The ceramic bits had reached the subsurface water levels. The tailings, crumbly laterite somewhere between rock and soil, lay in a russet pile at the end of the drill's ejection pipe a few meters away. The crew—including Ricimer himself, Gregg was surprised to see—now manhandled sections of twenty centimeter hose to connect the well with the
Tolliver
's reaction-mass tanks.

It struck Gregg that he could have stood radio watch, freeing Dole to help with the drilling, or he could have laid down his weapon for the moment and carried sections of hose. Because he was a gentleman, no one had suggested that . . . and the thought hadn't crossed
his
mind until now.

"Piet!" he called. "Dole's got something on the radio. There's been trouble with the raid."

Other operators than Dole had caught an emergency signal. As Gregg spoke, one of the ships distant in the forest honked its klaxon. The siren on top of the
Tolliver
's dome began to wind up, setting nerves on edge and making it even more difficult to hear speech in the clearing below.

The raiding party had blown a gap in the tangle of trunks which the flagship knocked down on landing. Ricimer looked up at the curtain of foliage overhanging that, the only route by which the vehicles could return to the ships. Not so much as a leaf twitched in the still, humid air.

"Stephen," Ricimer said, "can you get four more rifles from the
Tolliver
? If I send one of the men, they'll be refused." He looked back from the jungle and made eye contact. "And I need to get the
Peaches
ready."

"Yes," Gregg said. He set off for the flagship's ramp at something between a long stride and a jog. The sweat soaking his tunic and scalp was suddenly cold, and his muscles trembled with the adrenaline rush.

"Bailey and Jeude, go along to carry," he heard Ricimer call behind him. "But
don't
get in his way. The rest of you, come on!"

Gregg had never been aboard the
Tolliver
before, but the men milling at the central pillar of the lower hold drew him to the arms locker. Incandescent bulbs in the ceiling left the rest of the enormous room dim by comparison with the daylight flooding through the open hatch behind Gregg. The air smelled sour, reeking with decades of abuse.

The
Tolliver
carried a crew of a hundred and sixty on this voyage. About half the men had joined the initial raiding party, but scores waited uncertainly about the arms locker and the trucks being assembled in the clearing.

Captain Mostert was neither place. He must have climbed six decks to the bridge when the alarm sounded.

Two sailors were handing out cutting bars under the observation of an officer Gregg didn't know by name. "You there!" Gregg said to one of the sailors. "I'm Gregg of Eryx and I need four rifles now!"

"But—" the sailor said.

"There aren't any rifles left, sir," said the other attendant, the man Gregg hadn't addressed.

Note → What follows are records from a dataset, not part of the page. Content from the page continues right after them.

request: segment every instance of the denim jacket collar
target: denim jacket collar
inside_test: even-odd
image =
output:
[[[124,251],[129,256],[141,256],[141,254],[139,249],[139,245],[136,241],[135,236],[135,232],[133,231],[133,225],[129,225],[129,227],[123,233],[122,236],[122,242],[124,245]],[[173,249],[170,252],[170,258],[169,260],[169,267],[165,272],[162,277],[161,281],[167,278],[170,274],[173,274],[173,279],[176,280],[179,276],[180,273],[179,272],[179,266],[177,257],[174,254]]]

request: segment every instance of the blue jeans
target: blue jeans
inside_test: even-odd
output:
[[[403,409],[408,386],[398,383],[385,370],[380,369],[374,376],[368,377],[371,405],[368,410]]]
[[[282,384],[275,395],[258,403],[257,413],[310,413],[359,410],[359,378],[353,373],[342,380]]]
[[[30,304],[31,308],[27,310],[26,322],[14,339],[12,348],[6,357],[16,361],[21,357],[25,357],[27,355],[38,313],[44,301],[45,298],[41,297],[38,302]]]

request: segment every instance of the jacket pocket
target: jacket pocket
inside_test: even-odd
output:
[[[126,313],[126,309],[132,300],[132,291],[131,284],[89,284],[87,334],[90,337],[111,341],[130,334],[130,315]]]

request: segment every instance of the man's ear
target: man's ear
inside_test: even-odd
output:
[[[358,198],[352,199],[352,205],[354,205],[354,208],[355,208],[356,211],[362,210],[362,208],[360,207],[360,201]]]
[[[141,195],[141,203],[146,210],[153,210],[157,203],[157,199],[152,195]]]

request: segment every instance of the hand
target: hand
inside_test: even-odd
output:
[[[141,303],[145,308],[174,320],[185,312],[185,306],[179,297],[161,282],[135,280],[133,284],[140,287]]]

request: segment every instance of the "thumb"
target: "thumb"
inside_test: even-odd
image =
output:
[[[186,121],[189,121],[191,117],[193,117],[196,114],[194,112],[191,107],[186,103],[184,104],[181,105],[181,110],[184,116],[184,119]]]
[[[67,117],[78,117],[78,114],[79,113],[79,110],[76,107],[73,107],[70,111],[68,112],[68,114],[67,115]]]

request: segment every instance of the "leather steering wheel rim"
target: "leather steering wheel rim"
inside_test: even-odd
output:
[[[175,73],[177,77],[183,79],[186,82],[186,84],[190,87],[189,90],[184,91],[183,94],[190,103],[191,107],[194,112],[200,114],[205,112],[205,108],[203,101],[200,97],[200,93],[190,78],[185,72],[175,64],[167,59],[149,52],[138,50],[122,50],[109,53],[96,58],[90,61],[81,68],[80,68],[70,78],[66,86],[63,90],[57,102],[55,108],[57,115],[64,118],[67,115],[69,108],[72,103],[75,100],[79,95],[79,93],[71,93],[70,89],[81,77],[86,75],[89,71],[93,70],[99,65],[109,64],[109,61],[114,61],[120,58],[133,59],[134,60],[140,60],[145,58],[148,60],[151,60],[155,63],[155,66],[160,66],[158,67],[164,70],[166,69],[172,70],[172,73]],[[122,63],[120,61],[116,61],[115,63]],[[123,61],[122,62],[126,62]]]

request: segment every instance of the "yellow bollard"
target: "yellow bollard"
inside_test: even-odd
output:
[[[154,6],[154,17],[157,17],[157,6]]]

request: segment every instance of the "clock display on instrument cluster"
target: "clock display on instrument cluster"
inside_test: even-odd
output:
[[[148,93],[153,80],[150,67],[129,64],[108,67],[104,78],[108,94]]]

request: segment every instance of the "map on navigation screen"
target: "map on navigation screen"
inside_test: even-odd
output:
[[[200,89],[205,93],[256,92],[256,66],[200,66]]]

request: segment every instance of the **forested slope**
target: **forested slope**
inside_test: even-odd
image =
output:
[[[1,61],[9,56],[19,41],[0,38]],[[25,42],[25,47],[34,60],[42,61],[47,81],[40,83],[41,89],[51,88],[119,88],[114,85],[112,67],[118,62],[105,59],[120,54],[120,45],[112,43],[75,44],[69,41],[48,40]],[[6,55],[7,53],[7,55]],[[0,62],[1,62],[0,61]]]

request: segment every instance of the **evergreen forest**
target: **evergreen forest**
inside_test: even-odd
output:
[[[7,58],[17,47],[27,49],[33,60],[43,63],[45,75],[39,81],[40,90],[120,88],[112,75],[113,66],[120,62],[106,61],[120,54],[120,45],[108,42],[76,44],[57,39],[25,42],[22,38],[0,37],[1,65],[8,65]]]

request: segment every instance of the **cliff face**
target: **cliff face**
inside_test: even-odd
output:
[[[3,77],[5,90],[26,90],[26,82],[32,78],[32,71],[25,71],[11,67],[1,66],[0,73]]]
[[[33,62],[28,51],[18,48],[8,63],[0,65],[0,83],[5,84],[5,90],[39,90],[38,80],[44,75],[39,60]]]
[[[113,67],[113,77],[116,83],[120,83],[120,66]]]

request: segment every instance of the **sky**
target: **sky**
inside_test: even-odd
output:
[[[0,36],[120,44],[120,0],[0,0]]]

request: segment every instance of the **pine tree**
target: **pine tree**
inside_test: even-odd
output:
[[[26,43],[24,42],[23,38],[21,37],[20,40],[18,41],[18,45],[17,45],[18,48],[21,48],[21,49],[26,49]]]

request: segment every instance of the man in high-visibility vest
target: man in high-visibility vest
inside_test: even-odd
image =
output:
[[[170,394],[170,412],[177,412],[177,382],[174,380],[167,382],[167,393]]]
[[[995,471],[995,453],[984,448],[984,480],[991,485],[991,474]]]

"There may be some unassigned firearms still on the bridge, Mr. Gregg," the overseeing officer put in.

"May there indeed!" Gregg exploded. "Who in hell do you think I am, my man?"

He wasn't angry, but the soup of hormones in his blood gave his voice a trembling violence that counterfeited towering rage. Gregg was a big man in any case, the tallest in the hold. With the bulk of his helmet and body armor, he looked like a troll.

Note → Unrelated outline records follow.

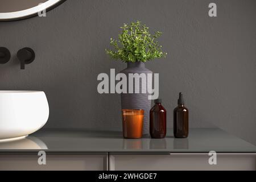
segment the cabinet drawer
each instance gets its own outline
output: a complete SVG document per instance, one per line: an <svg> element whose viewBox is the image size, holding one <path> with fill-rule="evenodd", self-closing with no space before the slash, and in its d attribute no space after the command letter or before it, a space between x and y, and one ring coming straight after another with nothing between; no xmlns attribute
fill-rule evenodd
<svg viewBox="0 0 256 182"><path fill-rule="evenodd" d="M37 152L0 153L0 170L108 170L108 153L46 153L39 165Z"/></svg>
<svg viewBox="0 0 256 182"><path fill-rule="evenodd" d="M255 170L255 153L217 153L210 165L208 153L110 153L110 170Z"/></svg>

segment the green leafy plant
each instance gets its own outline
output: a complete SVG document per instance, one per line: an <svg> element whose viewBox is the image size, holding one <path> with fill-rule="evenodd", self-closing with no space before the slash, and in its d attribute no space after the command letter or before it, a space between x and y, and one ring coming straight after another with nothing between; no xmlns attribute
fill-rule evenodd
<svg viewBox="0 0 256 182"><path fill-rule="evenodd" d="M106 49L106 53L114 59L127 63L146 62L156 58L165 57L167 53L162 51L162 46L156 41L162 33L159 31L151 35L149 28L141 22L123 24L118 40L110 39L114 51Z"/></svg>

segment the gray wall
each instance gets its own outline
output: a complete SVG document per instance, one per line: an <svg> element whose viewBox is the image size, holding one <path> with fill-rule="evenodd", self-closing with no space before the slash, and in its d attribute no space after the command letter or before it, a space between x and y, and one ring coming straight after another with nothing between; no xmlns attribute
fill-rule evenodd
<svg viewBox="0 0 256 182"><path fill-rule="evenodd" d="M210 2L217 17L208 15ZM183 92L192 127L217 126L256 144L255 1L67 1L47 13L0 23L0 89L42 90L50 117L45 127L121 130L118 94L97 93L97 76L125 68L105 53L123 23L141 20L164 34L166 59L146 66L160 73L160 94L172 125ZM36 60L19 69L24 47ZM171 130L169 130L171 132Z"/></svg>

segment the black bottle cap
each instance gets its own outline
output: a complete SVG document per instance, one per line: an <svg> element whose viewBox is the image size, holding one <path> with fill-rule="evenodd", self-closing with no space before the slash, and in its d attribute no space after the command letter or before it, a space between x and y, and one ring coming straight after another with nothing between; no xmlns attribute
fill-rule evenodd
<svg viewBox="0 0 256 182"><path fill-rule="evenodd" d="M160 98L158 98L158 99L155 99L155 103L161 103L162 102L162 99Z"/></svg>
<svg viewBox="0 0 256 182"><path fill-rule="evenodd" d="M181 92L180 92L179 93L178 104L179 105L184 105L183 95L182 94Z"/></svg>

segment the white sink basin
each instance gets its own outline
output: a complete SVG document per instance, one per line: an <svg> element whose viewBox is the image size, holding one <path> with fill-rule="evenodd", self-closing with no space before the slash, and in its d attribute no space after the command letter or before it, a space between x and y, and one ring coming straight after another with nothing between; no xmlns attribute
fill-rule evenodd
<svg viewBox="0 0 256 182"><path fill-rule="evenodd" d="M0 90L0 140L34 133L46 124L48 117L44 92Z"/></svg>

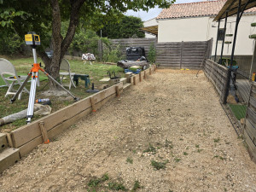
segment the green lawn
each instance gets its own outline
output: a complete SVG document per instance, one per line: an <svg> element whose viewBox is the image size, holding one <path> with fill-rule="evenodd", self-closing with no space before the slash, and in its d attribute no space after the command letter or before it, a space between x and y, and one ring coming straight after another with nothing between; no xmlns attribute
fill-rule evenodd
<svg viewBox="0 0 256 192"><path fill-rule="evenodd" d="M241 119L245 118L247 113L247 106L246 105L239 105L239 104L229 104L230 107L234 115L236 118L240 120Z"/></svg>
<svg viewBox="0 0 256 192"><path fill-rule="evenodd" d="M14 66L15 67L16 72L19 75L26 75L30 71L32 67L32 64L33 62L33 58L21 58L21 59L10 59L9 60L11 61ZM38 58L38 61L40 62L41 60ZM90 83L94 83L95 86L97 87L103 83L99 82L100 79L102 78L108 77L108 71L110 72L115 72L116 75L120 75L121 77L124 77L124 69L121 67L119 67L117 66L113 65L106 65L102 64L98 62L93 62L93 65L90 65L88 62L84 65L83 61L76 61L76 60L69 60L71 71L76 73L80 74L88 74L90 75ZM45 98L41 96L42 92L44 90L49 90L49 84L48 84L48 79L45 77L45 75L43 73L39 73L40 77L40 86L37 87L37 94L36 94L36 99L39 98ZM69 79L67 79L64 80L64 84L68 84ZM4 84L4 82L0 78L0 85ZM26 86L28 90L30 89L30 83L28 83ZM18 89L19 86L15 85L15 89ZM89 88L90 89L90 85ZM7 115L20 112L21 110L24 110L27 108L27 102L28 102L28 94L24 93L22 94L21 100L16 100L14 103L10 103L10 99L12 98L12 96L9 96L8 97L4 97L4 95L7 91L8 87L1 87L0 88L0 118L5 117ZM68 87L67 87L68 89ZM79 97L80 99L85 98L91 94L87 93L84 88L84 81L81 81L79 79L79 84L77 88L72 87L70 91L76 96L77 97ZM73 103L73 100L62 100L56 96L49 96L48 98L50 99L52 104L52 113L64 108L69 104ZM38 119L39 117L35 116L32 120L35 120ZM13 122L9 125L5 125L0 127L1 129L5 130L4 131L9 131L14 129L16 129L21 125L26 125L26 119L20 119L16 120L15 122Z"/></svg>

He looked at the men around him. The nearest started back from the gentleman's glare.

"You!" Gregg said, pointing to a man with a repeater. His eyes were beginning to adapt to the interior lights. "You—" another rifleman. "Y—" and the third man was holding out his breechloader to Gregg before the demand fully crossed his lips. Jeude and Bailey collected the weapons and bandoliers of sized ammunition without orders.

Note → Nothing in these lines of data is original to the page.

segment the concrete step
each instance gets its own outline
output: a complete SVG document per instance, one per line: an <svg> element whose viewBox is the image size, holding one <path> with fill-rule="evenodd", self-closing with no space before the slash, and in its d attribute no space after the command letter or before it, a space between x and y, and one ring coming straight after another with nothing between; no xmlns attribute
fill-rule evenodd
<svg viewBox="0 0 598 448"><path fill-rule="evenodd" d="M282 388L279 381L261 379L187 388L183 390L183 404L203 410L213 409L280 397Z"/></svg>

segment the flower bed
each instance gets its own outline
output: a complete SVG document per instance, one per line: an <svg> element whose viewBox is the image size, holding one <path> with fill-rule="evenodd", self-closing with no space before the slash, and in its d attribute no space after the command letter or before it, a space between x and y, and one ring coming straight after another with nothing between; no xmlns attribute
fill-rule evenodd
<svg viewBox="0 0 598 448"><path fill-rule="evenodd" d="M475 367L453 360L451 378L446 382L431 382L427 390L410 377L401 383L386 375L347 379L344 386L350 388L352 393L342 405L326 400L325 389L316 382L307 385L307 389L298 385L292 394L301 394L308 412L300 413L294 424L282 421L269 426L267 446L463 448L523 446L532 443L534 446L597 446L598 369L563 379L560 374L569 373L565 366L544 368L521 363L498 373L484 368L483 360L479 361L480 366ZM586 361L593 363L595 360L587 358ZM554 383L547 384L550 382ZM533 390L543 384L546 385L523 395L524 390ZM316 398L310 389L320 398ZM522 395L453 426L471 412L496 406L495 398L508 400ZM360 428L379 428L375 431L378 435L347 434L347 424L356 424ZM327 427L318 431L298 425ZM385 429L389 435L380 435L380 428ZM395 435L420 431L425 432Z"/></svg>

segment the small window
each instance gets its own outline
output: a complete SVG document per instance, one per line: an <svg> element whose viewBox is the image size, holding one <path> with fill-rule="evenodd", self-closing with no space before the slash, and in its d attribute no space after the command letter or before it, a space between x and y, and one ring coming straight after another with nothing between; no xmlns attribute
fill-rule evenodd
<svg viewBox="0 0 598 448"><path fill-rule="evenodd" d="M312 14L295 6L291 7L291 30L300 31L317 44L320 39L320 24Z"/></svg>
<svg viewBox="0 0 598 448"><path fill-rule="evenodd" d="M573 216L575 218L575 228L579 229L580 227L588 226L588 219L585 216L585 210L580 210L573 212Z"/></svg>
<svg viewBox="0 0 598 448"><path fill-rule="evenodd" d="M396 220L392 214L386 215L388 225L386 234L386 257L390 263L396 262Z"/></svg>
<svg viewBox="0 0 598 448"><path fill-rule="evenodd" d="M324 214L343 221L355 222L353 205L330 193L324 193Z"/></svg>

None of the other crewmen present held firearms.

Gregg focused on the officer. "You, you've got a rifle too. Quick, man!"

The man clutched the repeating carbine slung over his shoulder. "But I own this!" he protested.

"God strike you dead!" Gregg roared, raising the massive flashgun in his right hand as though he intended to preempt the deity. "We've got a battle to fight, man! Go up to the bridge if you need a gun!"

Jeude stepped to the officer's side and silently lifted the weapon by its sling. The man opened his mouth, then closed it again.

"Oh, for
God's
sake!" he blurted. He ducked so that Gregg's two subordinates could remove both the carbine and the belt of cartridges looped in groups of five to match magazine capacity.